Hydrophlox chrosomus is considered a disturbance sensitive species, however, their percent occurrence in the Upper Cahaba River (an area recently plagued with urban construction and habitat disturbance) has nearly doubled. Populations increased from 6.5% in 1983 to 12.5% in 1995 as opposed to other disturbance-sensitive species also found in the Upper Cahaba River such as Cyprinella callistia, Etheostoma jordani, and Percina brevicauda whose populations significantly decreased within the same time span.

== Life history ==
In a study of a wild population in Moore Creek in northern Georgia, rainbow shiners reached sexual maturity at approximately one year of age. The oldest individuals examined were approximately two years old, with maximum estimated ages of 23 months for males and 25 months for females. Growth in both length and weight increases during spring with adults reaching 1.6 to 2.4 in in length. Spawning occurs in 16–25 C waters in late spring/early summer. Rainbow shiners are nest-associating minnows that spawn in nests constructed by other species. Spawning aggregations have been observed over pit nests of largescale stonerollers (Campostoma oligolepis) and gravel-mound nests of bluehead chubs (Nocomis leptocephalus). Rainbow shiners increase food intake during late winter and early spring, coinciding with increased growth before the spawning season and preceding the increased energy requirements of gamete production and courtship behaviors.

== Current management ==
Currently, H. chrosomus is a species of relatively low conservation concern and does not require significant additional protection or management, monitoring or research action. However, a detailed recovery plan for the Mobile River Basin aquatic ecosystem, to which H. chrosomus is native, is underway. The plan was created by the U. S. Fish and Wildlife Service and aims to protect the Basin's native aquatic fauna and flora through aquatic ecosystem management. The decline of many other aquatic species within the Basin is a result of increasing human populations, modifications to meet their needs, and impacts of current land use. Human populations and their associated needs for housing, recreation, and agricultural products is projected to increase within the Basin. The recovery plan therefore seeks to emphasize stewardship responsibilities shared by all inhabitants of the Basin by promoting three basic tenets:
1. Use to the fullest practical extent existing laws, regulations, and policies to protect listed populations and to develop a stream management strategy that places high priority on conservation and restoration.

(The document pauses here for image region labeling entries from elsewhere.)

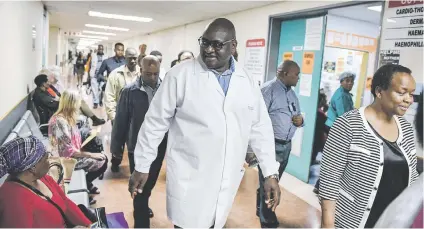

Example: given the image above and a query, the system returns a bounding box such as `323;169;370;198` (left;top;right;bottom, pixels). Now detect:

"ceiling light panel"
77;35;109;40
368;6;382;12
85;24;130;32
88;11;153;22
82;30;116;36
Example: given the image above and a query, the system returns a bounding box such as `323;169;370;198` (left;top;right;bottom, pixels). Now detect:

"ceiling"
43;0;277;41
328;3;382;25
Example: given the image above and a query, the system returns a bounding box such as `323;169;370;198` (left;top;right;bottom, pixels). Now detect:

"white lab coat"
134;58;278;228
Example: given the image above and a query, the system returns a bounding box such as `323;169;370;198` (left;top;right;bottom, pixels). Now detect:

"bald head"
125;48;137;57
199;18;237;73
277;60;300;87
141;55;160;88
204;18;236;40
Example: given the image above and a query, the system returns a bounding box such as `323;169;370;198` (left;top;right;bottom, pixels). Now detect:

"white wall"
123;1;348;73
0;1;43;119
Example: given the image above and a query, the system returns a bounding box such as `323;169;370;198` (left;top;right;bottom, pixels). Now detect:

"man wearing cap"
325;72;356;131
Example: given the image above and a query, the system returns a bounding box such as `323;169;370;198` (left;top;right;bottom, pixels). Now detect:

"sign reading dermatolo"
244;38;265;84
302;52;315;74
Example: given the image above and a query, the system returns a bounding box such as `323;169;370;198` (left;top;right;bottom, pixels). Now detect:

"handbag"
10;178;76;228
78;204;109;228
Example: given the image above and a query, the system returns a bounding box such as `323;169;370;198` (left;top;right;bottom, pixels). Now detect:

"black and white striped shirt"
319;108;418;228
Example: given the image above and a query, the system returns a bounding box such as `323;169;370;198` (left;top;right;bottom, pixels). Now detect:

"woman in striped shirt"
319;65;418;228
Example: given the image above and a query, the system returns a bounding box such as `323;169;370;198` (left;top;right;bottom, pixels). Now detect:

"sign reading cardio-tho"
383;0;424;48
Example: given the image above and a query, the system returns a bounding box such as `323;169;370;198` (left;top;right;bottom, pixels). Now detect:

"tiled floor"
63;65;321;228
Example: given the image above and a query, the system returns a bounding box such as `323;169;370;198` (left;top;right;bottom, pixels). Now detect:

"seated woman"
49;90;107;204
0;136;91;228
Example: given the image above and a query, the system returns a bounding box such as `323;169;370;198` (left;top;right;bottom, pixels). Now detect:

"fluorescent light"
368;6;381;12
85;24;130;32
82;30;116;36
77;35;109;40
88;11;153;22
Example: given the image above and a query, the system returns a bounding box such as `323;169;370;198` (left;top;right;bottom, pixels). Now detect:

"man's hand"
264;178;281;211
292;115;303;127
128;171;149;199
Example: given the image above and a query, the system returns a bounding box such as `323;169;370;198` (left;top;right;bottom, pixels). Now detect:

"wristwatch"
265;174;280;182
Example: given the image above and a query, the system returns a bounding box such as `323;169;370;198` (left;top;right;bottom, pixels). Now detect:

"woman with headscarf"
319;64;418;228
0;136;91;228
325;72;356;132
49;90;107;204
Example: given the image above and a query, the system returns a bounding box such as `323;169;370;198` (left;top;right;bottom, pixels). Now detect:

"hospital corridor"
0;0;424;228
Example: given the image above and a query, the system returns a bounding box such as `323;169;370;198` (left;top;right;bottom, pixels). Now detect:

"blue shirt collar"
210;56;236;76
275;77;291;91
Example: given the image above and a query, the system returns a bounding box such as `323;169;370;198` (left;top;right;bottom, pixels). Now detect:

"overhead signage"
383;0;424;49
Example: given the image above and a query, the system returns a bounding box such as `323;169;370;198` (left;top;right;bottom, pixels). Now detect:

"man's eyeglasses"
198;37;234;50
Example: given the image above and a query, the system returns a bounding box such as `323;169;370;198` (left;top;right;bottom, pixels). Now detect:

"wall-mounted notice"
302;52;315;74
299;74;312;97
383;0;424;49
303;17;323;50
380;50;400;66
244;38;265;82
283;52;293;61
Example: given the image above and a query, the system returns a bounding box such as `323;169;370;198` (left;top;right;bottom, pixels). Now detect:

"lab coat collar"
195;54;246;77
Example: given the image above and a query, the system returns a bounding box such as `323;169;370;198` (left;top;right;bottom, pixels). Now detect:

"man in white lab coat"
129;18;280;228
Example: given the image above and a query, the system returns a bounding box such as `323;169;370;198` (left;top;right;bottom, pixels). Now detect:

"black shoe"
261;221;280;228
149;208;155;218
88;197;97;205
91;115;106;126
110;164;119;173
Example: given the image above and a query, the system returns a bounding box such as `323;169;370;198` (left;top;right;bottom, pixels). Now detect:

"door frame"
264;0;386;83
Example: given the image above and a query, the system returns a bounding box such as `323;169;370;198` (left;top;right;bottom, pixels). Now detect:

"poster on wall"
299;74;312;97
302;52;315;74
244;38;265;84
303;17;323;51
283;52;293;61
324;61;336;73
380;50;400;66
383;0;424;49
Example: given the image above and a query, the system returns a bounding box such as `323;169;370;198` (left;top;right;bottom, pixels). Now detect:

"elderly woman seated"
0;136;91;228
49;90;107;204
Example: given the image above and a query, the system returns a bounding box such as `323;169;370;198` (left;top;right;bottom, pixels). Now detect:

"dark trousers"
133;137;167;228
85;158;108;190
315;125;331;190
256;142;291;226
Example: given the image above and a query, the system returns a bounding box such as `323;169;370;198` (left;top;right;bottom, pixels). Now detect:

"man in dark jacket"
110;56;167;228
32;74;59;124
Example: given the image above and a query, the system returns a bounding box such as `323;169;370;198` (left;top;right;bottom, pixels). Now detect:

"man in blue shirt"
256;60;303;227
325;72;356;128
96;43;126;106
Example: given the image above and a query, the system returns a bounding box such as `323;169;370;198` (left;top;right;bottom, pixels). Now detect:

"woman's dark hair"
415;92;423;147
371;64;411;97
178;50;194;61
34;74;48;87
171;60;178;68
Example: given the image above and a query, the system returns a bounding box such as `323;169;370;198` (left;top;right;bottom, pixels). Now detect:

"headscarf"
0;136;46;177
339;72;356;83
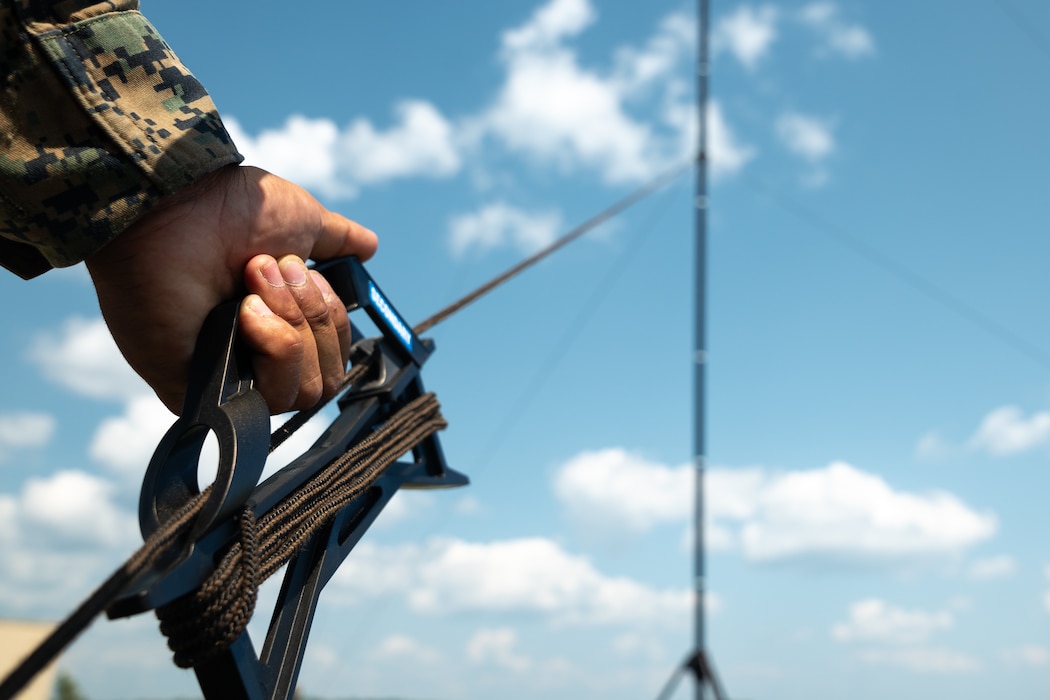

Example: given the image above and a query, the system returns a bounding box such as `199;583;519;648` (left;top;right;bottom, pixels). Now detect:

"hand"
86;166;378;413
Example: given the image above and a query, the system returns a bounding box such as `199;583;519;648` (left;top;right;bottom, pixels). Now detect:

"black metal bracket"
107;257;468;700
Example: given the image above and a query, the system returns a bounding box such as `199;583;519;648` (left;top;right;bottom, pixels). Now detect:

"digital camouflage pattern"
0;0;242;278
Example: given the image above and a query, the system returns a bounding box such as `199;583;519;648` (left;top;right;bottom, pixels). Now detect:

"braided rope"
156;394;447;669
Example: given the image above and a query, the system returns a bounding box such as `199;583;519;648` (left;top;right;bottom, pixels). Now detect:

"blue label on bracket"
369;280;412;353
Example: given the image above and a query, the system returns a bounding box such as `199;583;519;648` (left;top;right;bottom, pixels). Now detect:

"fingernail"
248;296;274;317
280;260;307;287
310;270;336;302
259;260;285;287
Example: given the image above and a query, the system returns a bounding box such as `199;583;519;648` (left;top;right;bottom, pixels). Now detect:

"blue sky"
0;0;1050;700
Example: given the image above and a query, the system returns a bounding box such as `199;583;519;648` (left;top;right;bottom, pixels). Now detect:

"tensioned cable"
741;176;1050;369
0;160;693;700
995;0;1050;58
413;158;695;334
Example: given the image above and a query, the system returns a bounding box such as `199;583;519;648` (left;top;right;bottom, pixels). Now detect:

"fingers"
240;255;351;412
310;208;379;265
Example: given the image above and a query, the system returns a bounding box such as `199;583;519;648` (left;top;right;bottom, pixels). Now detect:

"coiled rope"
0;158;695;700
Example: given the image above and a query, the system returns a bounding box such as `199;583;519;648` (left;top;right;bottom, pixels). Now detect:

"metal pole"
693;0;709;700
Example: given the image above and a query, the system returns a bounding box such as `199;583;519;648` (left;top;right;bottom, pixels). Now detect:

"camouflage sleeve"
0;0;242;278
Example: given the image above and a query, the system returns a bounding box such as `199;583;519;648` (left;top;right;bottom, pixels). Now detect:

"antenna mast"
693;0;709;684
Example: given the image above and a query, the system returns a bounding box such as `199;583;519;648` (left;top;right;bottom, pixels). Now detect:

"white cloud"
339;101;461;185
372;634;441;663
476;0;722;184
333;537;693;624
741;462;998;564
1003;644;1050;669
969;406;1050;457
711;5;779;70
859;649;983;674
832;598;954;644
503;0;596;51
227;0;754;197
798;2;875;59
966;554;1017;580
87;395;175;479
776;112;835;164
20;471;139;546
466;628;532;673
29;318;150;399
554;449;998;566
0;411;55;457
0;470;139;617
448;201;563;257
665;98;757;179
832;598;982;674
226;100;462;198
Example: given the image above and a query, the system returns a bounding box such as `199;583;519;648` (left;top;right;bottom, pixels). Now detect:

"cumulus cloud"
0;470;139;617
448;201;563;257
87;395;175;478
798;2;875;59
29;318;150;400
776;112;835;163
0;411;55;458
466;628;532;672
832;598;982;674
832;598;954;644
473;0;742;184
554;449;998;566
226;100;462;198
372;634;441;663
711;4;779;70
333;537;693;624
969;406;1050;457
227;0;765;209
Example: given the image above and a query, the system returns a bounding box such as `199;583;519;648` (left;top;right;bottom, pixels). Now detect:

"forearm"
0;0;240;277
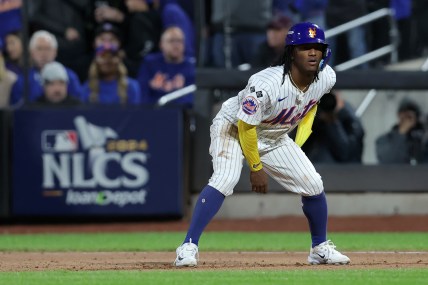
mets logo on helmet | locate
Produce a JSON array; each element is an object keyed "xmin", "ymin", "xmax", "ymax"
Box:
[
  {"xmin": 242, "ymin": 96, "xmax": 259, "ymax": 115},
  {"xmin": 309, "ymin": 28, "xmax": 317, "ymax": 38}
]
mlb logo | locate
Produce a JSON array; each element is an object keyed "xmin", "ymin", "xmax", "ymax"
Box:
[
  {"xmin": 42, "ymin": 130, "xmax": 79, "ymax": 152},
  {"xmin": 242, "ymin": 97, "xmax": 259, "ymax": 115}
]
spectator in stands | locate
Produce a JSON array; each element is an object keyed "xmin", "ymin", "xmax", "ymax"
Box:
[
  {"xmin": 29, "ymin": 61, "xmax": 81, "ymax": 107},
  {"xmin": 251, "ymin": 14, "xmax": 292, "ymax": 68},
  {"xmin": 138, "ymin": 27, "xmax": 195, "ymax": 107},
  {"xmin": 294, "ymin": 0, "xmax": 329, "ymax": 29},
  {"xmin": 326, "ymin": 0, "xmax": 368, "ymax": 68},
  {"xmin": 29, "ymin": 0, "xmax": 90, "ymax": 79},
  {"xmin": 124, "ymin": 0, "xmax": 162, "ymax": 78},
  {"xmin": 0, "ymin": 0, "xmax": 22, "ymax": 40},
  {"xmin": 302, "ymin": 91, "xmax": 364, "ymax": 163},
  {"xmin": 160, "ymin": 0, "xmax": 196, "ymax": 57},
  {"xmin": 83, "ymin": 43, "xmax": 141, "ymax": 105},
  {"xmin": 92, "ymin": 0, "xmax": 126, "ymax": 25},
  {"xmin": 0, "ymin": 38, "xmax": 21, "ymax": 108},
  {"xmin": 94, "ymin": 22, "xmax": 122, "ymax": 48},
  {"xmin": 4, "ymin": 31, "xmax": 24, "ymax": 75},
  {"xmin": 11, "ymin": 31, "xmax": 82, "ymax": 104},
  {"xmin": 376, "ymin": 99, "xmax": 428, "ymax": 165},
  {"xmin": 210, "ymin": 0, "xmax": 272, "ymax": 68},
  {"xmin": 90, "ymin": 0, "xmax": 131, "ymax": 40}
]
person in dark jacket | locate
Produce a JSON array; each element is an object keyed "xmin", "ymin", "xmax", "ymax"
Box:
[
  {"xmin": 124, "ymin": 0, "xmax": 162, "ymax": 78},
  {"xmin": 251, "ymin": 15, "xmax": 292, "ymax": 68},
  {"xmin": 376, "ymin": 99, "xmax": 428, "ymax": 165},
  {"xmin": 138, "ymin": 27, "xmax": 195, "ymax": 107},
  {"xmin": 302, "ymin": 91, "xmax": 364, "ymax": 163},
  {"xmin": 326, "ymin": 0, "xmax": 368, "ymax": 68}
]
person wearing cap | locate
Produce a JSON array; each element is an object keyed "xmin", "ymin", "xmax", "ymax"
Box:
[
  {"xmin": 4, "ymin": 31, "xmax": 24, "ymax": 75},
  {"xmin": 175, "ymin": 22, "xmax": 350, "ymax": 266},
  {"xmin": 94, "ymin": 22, "xmax": 122, "ymax": 48},
  {"xmin": 376, "ymin": 99, "xmax": 428, "ymax": 165},
  {"xmin": 11, "ymin": 30, "xmax": 82, "ymax": 104},
  {"xmin": 29, "ymin": 61, "xmax": 81, "ymax": 107},
  {"xmin": 124, "ymin": 0, "xmax": 162, "ymax": 78},
  {"xmin": 137, "ymin": 26, "xmax": 195, "ymax": 108},
  {"xmin": 0, "ymin": 38, "xmax": 22, "ymax": 108},
  {"xmin": 28, "ymin": 0, "xmax": 91, "ymax": 79},
  {"xmin": 251, "ymin": 14, "xmax": 292, "ymax": 68},
  {"xmin": 83, "ymin": 42, "xmax": 141, "ymax": 105}
]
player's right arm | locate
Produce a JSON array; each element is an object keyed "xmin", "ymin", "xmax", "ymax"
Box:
[{"xmin": 238, "ymin": 120, "xmax": 268, "ymax": 193}]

2. Encourage voluntary stewardship through joint initiatives and individual actions as the only practical and economical means of minimizing adverse effects of private land use and activities within watersheds.
3. Continue to promote research efforts on life histories, sensitivities, and requirements of imperiled aquatic species, and develop technological capabilities to maintain and propagate them.
By seeking to improve habitat conditions within the Basin, it is likely that populations of H. chrosomus will continue to remain stable or increase with these improvements.